This is not to say that 2017 has been without good moments or glimmers of hope for the future. Moore lost and the Obamacare-repeal movement proved itself politically poisonous. And the #MeToo moment is spurring a much-needed and long overdo round of discussion and national self-reflection about how men abuse their power in relation to the women with whom they work. (Brace yourself for the backlash, though, which you could see when Trump basically accused New York Sen. Kirsten Gillibrand of being a prostitute.)

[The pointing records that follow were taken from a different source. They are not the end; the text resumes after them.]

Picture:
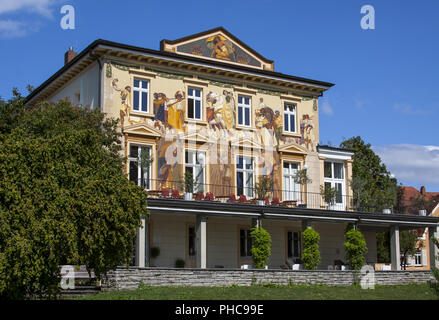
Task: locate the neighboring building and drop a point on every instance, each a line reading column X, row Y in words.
column 210, row 105
column 410, row 199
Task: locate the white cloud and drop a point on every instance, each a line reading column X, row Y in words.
column 12, row 29
column 409, row 110
column 42, row 7
column 326, row 108
column 413, row 165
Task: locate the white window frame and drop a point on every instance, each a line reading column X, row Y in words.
column 195, row 98
column 139, row 168
column 333, row 181
column 243, row 106
column 141, row 90
column 288, row 181
column 196, row 168
column 247, row 190
column 289, row 113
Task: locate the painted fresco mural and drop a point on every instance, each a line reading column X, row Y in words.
column 167, row 116
column 218, row 47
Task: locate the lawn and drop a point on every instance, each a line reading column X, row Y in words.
column 271, row 292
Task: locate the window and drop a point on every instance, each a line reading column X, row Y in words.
column 289, row 118
column 244, row 111
column 293, row 245
column 138, row 173
column 194, row 105
column 191, row 242
column 334, row 178
column 245, row 242
column 194, row 164
column 140, row 95
column 292, row 189
column 244, row 176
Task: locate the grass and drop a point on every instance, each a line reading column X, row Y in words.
column 271, row 292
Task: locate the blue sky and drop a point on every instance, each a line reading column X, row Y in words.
column 386, row 79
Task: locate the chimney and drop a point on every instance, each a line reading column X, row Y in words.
column 69, row 55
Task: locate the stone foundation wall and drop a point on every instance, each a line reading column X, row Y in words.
column 125, row 279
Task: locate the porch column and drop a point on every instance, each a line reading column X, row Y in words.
column 201, row 241
column 434, row 252
column 395, row 252
column 140, row 245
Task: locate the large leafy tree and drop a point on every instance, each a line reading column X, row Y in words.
column 374, row 189
column 64, row 198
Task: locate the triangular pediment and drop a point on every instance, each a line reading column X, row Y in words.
column 246, row 143
column 218, row 45
column 142, row 129
column 292, row 148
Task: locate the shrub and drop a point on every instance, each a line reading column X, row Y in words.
column 311, row 254
column 261, row 247
column 355, row 248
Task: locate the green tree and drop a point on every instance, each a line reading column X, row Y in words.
column 311, row 253
column 64, row 198
column 355, row 248
column 261, row 247
column 374, row 189
column 408, row 244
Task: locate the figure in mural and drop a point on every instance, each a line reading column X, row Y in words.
column 160, row 112
column 221, row 48
column 266, row 118
column 176, row 111
column 307, row 132
column 221, row 110
column 169, row 113
column 125, row 97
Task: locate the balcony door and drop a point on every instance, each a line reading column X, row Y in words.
column 291, row 188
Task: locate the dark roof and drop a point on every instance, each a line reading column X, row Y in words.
column 167, row 54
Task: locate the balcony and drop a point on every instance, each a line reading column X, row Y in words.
column 244, row 195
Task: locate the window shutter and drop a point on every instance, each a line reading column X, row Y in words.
column 424, row 257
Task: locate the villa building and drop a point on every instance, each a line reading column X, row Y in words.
column 210, row 105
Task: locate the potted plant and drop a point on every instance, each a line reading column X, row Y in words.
column 188, row 185
column 329, row 195
column 199, row 196
column 242, row 199
column 262, row 188
column 179, row 263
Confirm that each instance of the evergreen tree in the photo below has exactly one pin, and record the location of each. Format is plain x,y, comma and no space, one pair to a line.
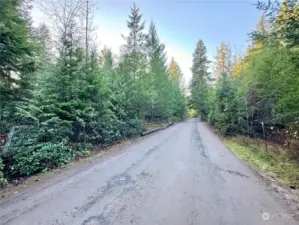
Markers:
200,76
222,61
17,62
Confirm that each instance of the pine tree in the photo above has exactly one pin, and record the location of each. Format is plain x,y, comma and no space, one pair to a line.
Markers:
175,73
200,76
135,41
222,61
17,60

And 2018 could further temper shambling Trumpism: The Republican margin in the Senate will be down to 51 seats; and the 2018 midterm elections hold out the possibility of giving Democrats the power to put a real check on Trump’s depredations. But November is an awfully long way away. Nevertheless the new year impends and brings with it fresh potential for positive change. Welcome 2018, you can’t get here fast enough.”
9 bizarre things Trump did on the world stage in 2017 you probably forgot https://t.co/6d5CFYr8xB pic.twitter.com/QMrynYZoR6
— Vox (@voxdotcom) December 27, 2017
Kevin Drum provides a pretty good rundown on what Trump did and didn’t accomplish in his first year.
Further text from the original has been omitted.